The new technology is being provided through a partnership between Los Cerritos Wetlands advocate Lenny Arkinstall, the community organization Los Cerritos Wetlands Stewards and a Southern California “green-technology” company, Advanced Innovative Recovery Technologies Inc. (AIR TECH).

Arkinstall said that in 1994, he made it his personal goal to completely clean Long Beach’s Los Cerritos Wetlands.

“Driving down Seventh Street in Long Beach, you look at the curbs and all you see is more and more trash that ends up in our water,” Arkinstall said. “And when it rains? You can see the oil runoff coming from the L.A. River into the bay.”

Arkinstall said the partnership created for the cleanup project is the first of its kind in the state of California for the use of new oil-absorption products that were introduced to commercial and environmental market earlier this year. The partnership was endorsed by Congressman Dana Rohrabacher, Long Beach City Councilman Patrick O’Donnell and Lake Forest Mayor Pro Tem Scott Voigts, Arkinstall said.

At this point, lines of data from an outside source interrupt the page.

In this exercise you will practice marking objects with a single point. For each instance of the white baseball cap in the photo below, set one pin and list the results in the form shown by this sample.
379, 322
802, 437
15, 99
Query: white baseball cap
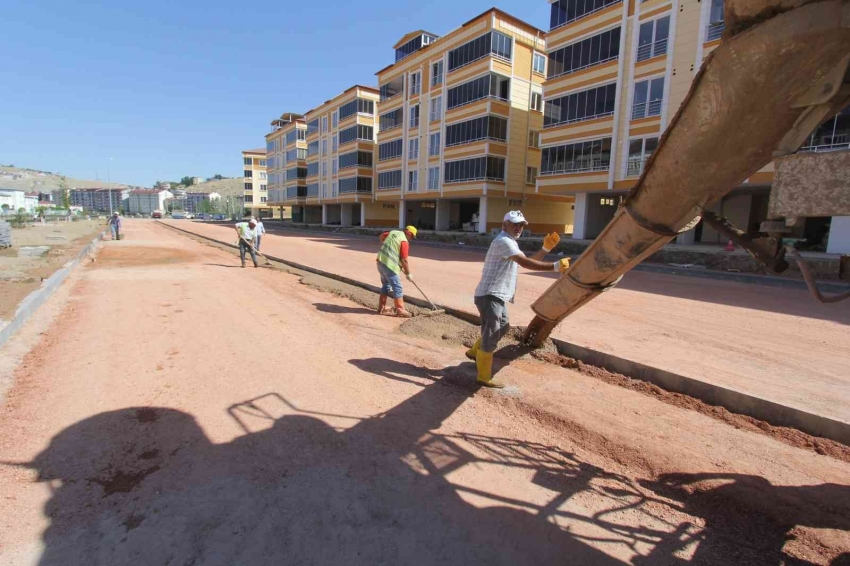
516, 217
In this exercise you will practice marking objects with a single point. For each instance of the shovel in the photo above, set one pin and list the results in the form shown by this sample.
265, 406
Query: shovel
435, 310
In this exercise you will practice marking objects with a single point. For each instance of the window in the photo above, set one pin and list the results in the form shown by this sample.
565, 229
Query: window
475, 169
639, 152
356, 132
716, 21
585, 105
433, 178
594, 155
436, 109
415, 81
537, 101
392, 88
434, 144
566, 11
296, 173
539, 63
389, 180
358, 105
355, 159
355, 185
437, 73
583, 54
485, 127
494, 43
390, 150
491, 85
832, 134
392, 120
648, 99
652, 38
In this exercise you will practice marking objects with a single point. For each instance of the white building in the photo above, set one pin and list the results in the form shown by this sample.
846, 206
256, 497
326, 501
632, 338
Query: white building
145, 201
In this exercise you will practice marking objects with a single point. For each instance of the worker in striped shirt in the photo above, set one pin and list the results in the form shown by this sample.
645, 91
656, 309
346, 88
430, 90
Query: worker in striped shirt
498, 286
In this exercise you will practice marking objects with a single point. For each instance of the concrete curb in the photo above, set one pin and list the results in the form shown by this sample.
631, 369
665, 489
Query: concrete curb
734, 401
34, 300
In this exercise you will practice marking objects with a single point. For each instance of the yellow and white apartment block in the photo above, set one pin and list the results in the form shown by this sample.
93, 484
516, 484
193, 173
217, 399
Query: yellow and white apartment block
254, 193
617, 72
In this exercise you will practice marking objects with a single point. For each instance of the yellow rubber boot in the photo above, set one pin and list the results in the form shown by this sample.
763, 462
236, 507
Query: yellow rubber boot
484, 363
473, 352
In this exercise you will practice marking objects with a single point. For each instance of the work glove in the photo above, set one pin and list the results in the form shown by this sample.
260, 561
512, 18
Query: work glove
550, 241
561, 265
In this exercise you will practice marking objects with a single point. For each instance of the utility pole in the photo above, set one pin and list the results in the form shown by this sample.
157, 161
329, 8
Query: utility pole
108, 185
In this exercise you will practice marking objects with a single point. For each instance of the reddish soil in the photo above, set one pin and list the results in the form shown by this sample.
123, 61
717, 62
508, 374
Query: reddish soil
188, 411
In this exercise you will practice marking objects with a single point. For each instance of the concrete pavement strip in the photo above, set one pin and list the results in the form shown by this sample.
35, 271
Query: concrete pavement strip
737, 402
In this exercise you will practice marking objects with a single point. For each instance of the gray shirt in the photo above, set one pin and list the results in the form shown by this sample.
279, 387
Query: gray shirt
498, 277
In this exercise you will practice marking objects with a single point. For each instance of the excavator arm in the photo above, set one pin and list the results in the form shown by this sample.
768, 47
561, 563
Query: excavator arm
779, 72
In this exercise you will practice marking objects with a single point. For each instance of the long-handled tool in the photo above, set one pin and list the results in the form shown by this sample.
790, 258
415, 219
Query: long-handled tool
435, 310
256, 251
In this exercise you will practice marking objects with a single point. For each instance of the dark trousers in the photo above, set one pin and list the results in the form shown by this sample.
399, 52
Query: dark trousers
243, 245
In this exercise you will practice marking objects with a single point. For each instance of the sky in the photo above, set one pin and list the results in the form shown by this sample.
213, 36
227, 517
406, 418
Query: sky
140, 91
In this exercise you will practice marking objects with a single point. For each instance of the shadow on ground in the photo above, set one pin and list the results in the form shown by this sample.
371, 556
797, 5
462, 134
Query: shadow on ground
146, 486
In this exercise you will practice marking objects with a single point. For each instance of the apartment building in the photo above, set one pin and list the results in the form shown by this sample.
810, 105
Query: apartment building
255, 188
459, 118
286, 151
98, 199
617, 72
145, 201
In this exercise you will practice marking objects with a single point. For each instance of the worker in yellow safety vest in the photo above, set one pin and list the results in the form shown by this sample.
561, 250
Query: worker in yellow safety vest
391, 261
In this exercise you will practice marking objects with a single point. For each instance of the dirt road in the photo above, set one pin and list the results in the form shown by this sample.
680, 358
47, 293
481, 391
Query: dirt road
774, 343
175, 409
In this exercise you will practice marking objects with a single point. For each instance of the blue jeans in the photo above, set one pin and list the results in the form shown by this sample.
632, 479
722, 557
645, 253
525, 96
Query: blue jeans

“This is an innovative solution and product, as well as a great partnership with the Los Cerritos Wetlands Stewards,” O’Donnell said. “I look forward to seeing the future applications for this product, as we strive to improve water quality and increase recreational opportunities.”

A third-party report from S&N Labs that analyzed a segment of the foam boom placed in the Los Cerritos Wetlands stated that significant amounts of hydrocarbons, semi-volatile silicones and petroleum oil had been removed by the boom.

With two foam booms now deployed in Channels 1 and 2 in Alamitos Bay, Arkinstall said he is looking for other locations in Long Beach to install booms, to help keep waterways free of oil and debris.

Advanced Innovative Recovery Technologies Inc. was created in 2010, in response to British Petroleum’s Gulf of Mexico oil spill. Its Smart Foam is used for multiple sustainable cleaning products, including Smart Foam Booms and Smart Foam Oil Absorption pads.